This is one of the first questions many freelancers ask
AFTER setting up their freelance business. When I started up my online writing
business, I was lucky to have a great mentor, a former boss of mine from a
well-known, Blue Chip company. One of the
first questions he asked me was ‘how do you work out your hourly rate?’. So I
told him. I want to earn at least 20k
per annum in my first few years. There are 52 weeks in the year, so I need to
earn £384.62 per week. Working around 8
hours per day for five days per week, that means I need to charge £10 per hour
roughly, the extra being to make up for shortfalls, other business etc.

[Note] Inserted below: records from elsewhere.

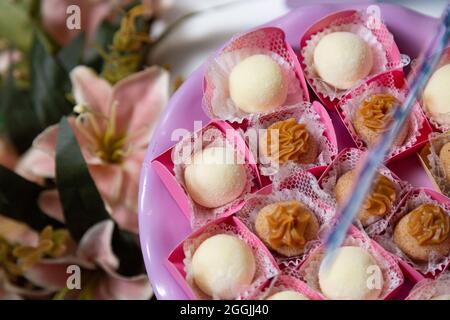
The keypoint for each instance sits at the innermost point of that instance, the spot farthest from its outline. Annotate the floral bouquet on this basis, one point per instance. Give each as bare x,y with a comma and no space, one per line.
78,101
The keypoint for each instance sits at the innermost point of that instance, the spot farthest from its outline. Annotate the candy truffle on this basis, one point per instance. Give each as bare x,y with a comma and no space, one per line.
436,96
444,156
289,140
347,277
287,295
342,59
373,116
214,178
257,84
286,227
379,202
441,297
222,265
423,232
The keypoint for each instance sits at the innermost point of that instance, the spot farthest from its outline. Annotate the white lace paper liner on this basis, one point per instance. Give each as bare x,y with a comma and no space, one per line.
308,193
211,137
303,114
437,141
264,267
285,283
218,71
348,161
436,264
350,106
392,276
430,288
380,62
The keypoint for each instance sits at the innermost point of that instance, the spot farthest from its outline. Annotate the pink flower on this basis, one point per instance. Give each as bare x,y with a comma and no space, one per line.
98,276
113,129
92,13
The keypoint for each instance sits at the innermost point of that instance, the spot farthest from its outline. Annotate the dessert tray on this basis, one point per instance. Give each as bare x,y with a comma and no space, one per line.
166,215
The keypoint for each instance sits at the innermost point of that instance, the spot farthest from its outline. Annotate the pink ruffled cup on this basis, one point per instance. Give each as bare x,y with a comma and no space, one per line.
170,168
281,283
179,261
347,160
305,190
318,124
427,289
414,271
369,27
392,275
393,83
270,41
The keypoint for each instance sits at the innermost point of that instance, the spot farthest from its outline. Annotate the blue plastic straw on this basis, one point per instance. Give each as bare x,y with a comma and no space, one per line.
369,166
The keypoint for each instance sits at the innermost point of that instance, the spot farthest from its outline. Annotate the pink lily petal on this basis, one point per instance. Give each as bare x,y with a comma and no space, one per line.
16,232
116,287
50,203
140,98
36,164
95,245
49,275
90,90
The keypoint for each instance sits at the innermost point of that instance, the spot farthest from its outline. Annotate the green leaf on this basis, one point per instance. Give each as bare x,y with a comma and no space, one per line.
70,56
49,85
82,203
17,115
18,201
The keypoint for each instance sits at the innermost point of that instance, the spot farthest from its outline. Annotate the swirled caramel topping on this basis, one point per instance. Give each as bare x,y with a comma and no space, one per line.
428,224
381,199
287,224
376,109
292,140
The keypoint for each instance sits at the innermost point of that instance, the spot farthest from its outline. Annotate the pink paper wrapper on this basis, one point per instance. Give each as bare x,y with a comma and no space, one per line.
179,261
437,141
393,83
306,191
392,274
427,289
412,200
369,27
441,122
282,283
318,124
169,166
270,41
348,160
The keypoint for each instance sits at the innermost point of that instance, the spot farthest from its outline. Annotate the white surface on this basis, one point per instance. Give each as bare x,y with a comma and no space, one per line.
196,38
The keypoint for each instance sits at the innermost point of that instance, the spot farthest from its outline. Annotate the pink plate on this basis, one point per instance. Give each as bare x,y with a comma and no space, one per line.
162,224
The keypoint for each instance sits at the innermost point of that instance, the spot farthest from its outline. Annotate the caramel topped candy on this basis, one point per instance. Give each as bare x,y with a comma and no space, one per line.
290,141
373,115
382,197
428,224
376,110
287,224
286,227
423,233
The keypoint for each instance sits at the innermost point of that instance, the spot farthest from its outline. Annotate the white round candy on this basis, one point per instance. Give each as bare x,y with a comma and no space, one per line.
257,84
222,265
287,295
342,59
348,276
436,96
214,178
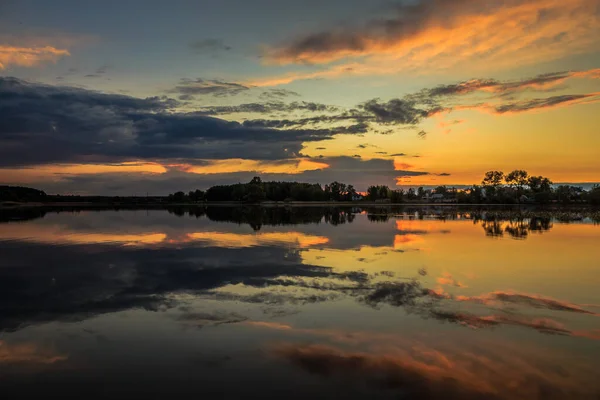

I heard him laughing down the phone. You see, I have a business degree, but they
teach you nothing about earning your own money through your own business. More,
how to run someone else’s business and earn a high wage as an MD or something
similar. Needless to say, my idea of an hourly rate was completely unrealistic. Do you want to know how I work out my hourly
rate? He asked me. Yes, I said.
1. Add up overheads. These are costs associated with running the
business that you pay whether you have work or not. The internet connection is a big one because I
still have to pay my broadband bill, even if I have no work.
2. Work out the minimum you need to live on
No point working just to pay your business running costs!
3. Work out how many hours, realistically, you
can work. 8 hours a day is a nice
thought, but who is going to pay me for 8 hours work when I’m a freelance
writer? Who is going to pay me to update
my accounts, spend a few hours on an afternoon marketing for new customers or
writing on forums to build my business?
No one. Certainly not anyone with any sense. So the rate needs to take
into account that I won’t be doing an hourly paid 8 hours.
In the end, you know what I did to work out my hourly
rate? Nothing. I don't have one. I decided to quote on a per piece basis and
increase my prices as my testimonials and experience grew. It’s a much better
way to do it in the freelance writing business. I have different prices for
different ‘products’, just like in a supermarket or bakery. I don’t want to pay
more for a loaf of bread that took the baker longer to make than usual because
he had a hangover. I want to pay the
going rate for a loaf of bread. If he
wants to make a better profit margin on that loaf, he better learn to do it
quicker, better and with more economy. And that is how I run my business – with
a simple pricing structure
that’s fair
to everyone. All of my clients know what they’re going to pay before I
start,
they don’t get wacked with an invoice for an unknown amount. It also
means I can grow my business by outsourcing work on a per peice price
basis.
So my rate consists of:
-
What is the market rate for this kind of ‘product’
-
How long does it take me to complete one of
these (roughly, some will be longer, some will be less)?
I then have a minimum number of pieces I need to do each
month and because I don’t put a price on my time, I can make as much or as
little money as my marketing allows.